As a data science/AI advisor, I had to deliver this message countless times, especially over the past two years. Others agree. It’s hard to be a wet blanket among all this excitement around your own field, especially if you share that excitement. And how do you tell companies they’re not ready for AI without sounding (or being) elitist — a self-appointed gate keeper?
Here’s an explanation that resonated the most:
Think of AI as the top of a pyramid of needs. Yes, self-actualization (AI) is great, but you first need food, water and shelter (data literacy, collection and infrastructure).
At the bottom of the pyramid we have data collection. What data do you need, and what’s available? If it’s a user-facing product, are you logging all relevant user interactions? If it’s a sensor, what data is coming through and how? How easy is it to log an interaction that is not instrumented yet? After all, the right dataset is what made recent advances in machine learning possible.
Next, how does the data flow through the system? Do you have reliable streams / ETL ? Where do you store it, and how easy is it to access and analyze? Jay Kreps has been saying (for about a decade) that reliable data flow is key to doing anything with data. [Aside: I was looking for an exact quote and found it in his ‘I love logs’ masterpiece. I then noticed that, one paragraph over, he’s making this exact Maslow’s hierarchy of needs comparison, with an ‘it’s worth noting the obvious’ thrown in there for good measure (thanks Jay!). Speaking of related work, I’ve also later run (h/t Daniel Tunkelang) into Hilary Mason and Chris Wiggins’s excellent post about what a data scientist does. Days ago, Sean Taylor unveiled his own data science pyramid of needs (ironically dubbed the Unconjoined Triangle of Data Science) which, of course, is completely different. Perhaps we should start a tumblr.]
Only when data is accessible, you can explore and transform it. This includes the infamous ‘data cleaning’, an under-rated side of data science that will be the subject of another post. This is when you discover you’re missing a bunch of data, your sensors are unreliable, a version change meant your events are dropped, you’re misinterpreting a flag — and you go back to making sure the base of the pyramid is solid.

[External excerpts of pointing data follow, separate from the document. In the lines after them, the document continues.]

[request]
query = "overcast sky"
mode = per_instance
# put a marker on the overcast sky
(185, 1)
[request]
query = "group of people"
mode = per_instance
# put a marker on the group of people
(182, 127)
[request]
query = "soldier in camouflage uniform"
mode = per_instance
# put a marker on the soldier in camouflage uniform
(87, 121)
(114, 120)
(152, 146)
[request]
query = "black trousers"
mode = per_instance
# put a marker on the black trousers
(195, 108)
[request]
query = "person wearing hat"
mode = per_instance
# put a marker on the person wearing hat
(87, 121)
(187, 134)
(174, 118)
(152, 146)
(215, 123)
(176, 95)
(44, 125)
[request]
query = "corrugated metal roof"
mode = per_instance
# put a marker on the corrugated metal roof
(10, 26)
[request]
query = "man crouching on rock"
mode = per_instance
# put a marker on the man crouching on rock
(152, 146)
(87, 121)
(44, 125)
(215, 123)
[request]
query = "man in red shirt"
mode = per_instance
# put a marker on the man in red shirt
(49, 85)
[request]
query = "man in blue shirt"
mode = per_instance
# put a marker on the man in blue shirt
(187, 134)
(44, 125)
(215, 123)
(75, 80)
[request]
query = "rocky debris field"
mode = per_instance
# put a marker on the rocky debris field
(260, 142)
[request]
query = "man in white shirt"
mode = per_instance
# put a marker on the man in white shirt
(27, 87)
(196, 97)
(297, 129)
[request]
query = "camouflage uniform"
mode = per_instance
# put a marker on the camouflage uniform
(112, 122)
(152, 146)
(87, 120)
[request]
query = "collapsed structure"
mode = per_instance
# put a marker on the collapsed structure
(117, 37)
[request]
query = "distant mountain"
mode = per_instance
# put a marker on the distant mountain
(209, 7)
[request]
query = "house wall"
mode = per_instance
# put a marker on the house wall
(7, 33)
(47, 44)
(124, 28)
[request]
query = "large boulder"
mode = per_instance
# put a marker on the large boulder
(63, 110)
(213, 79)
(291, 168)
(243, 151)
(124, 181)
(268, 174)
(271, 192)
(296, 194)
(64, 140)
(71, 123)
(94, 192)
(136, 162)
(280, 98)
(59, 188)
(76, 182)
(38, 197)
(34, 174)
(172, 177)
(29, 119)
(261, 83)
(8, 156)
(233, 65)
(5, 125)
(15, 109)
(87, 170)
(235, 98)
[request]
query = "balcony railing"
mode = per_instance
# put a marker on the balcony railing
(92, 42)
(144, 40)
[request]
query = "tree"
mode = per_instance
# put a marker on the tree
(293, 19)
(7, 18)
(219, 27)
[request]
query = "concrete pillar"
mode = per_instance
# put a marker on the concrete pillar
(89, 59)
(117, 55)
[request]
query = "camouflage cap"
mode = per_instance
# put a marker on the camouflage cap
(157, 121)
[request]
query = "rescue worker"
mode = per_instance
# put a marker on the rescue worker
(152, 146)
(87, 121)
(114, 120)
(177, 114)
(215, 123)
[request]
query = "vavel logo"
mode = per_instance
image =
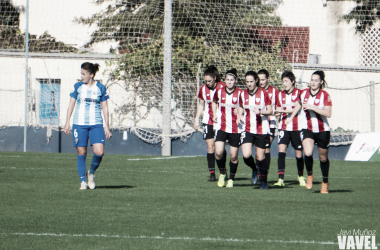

When you’re able to reliably explore and clean the data, you can start building what’s traditionally thought of as BI or analytics: define metrics to track, their seasonality and sensitivity to various factors. Maybe doing some rough user segmentation and see if anything jumps out. However, since your goal is AI, you are now building what you’ll later think of as features to incorporate in your machine learning model. At this stage, you also know what you’d like to predict or learn, and you can start preparing your training data by generating labels, either automatically (which customers churned?) or with humans in the loop.
This is also when you find your most exciting and compelling data stories — but that’s also the subject of another Medium post.
We have training data — surely, now we can do machine learning? Maybe, if you’re trying to internally predict churn; no, if the result is going to be customer-facing. We need to have a (however primitive) A/B testing or experimentation framework in place, so we can deploy incrementally to avoid disasters and get a rough estimate of the effects of the changes before they affect everybody. This is also the right time to put a very simple baseline in place (for recommender systems, this would be e.g. ‘most popular’, then ‘most popular for your user segment’ — the very annoying but effective ‘stereotype before personalization’).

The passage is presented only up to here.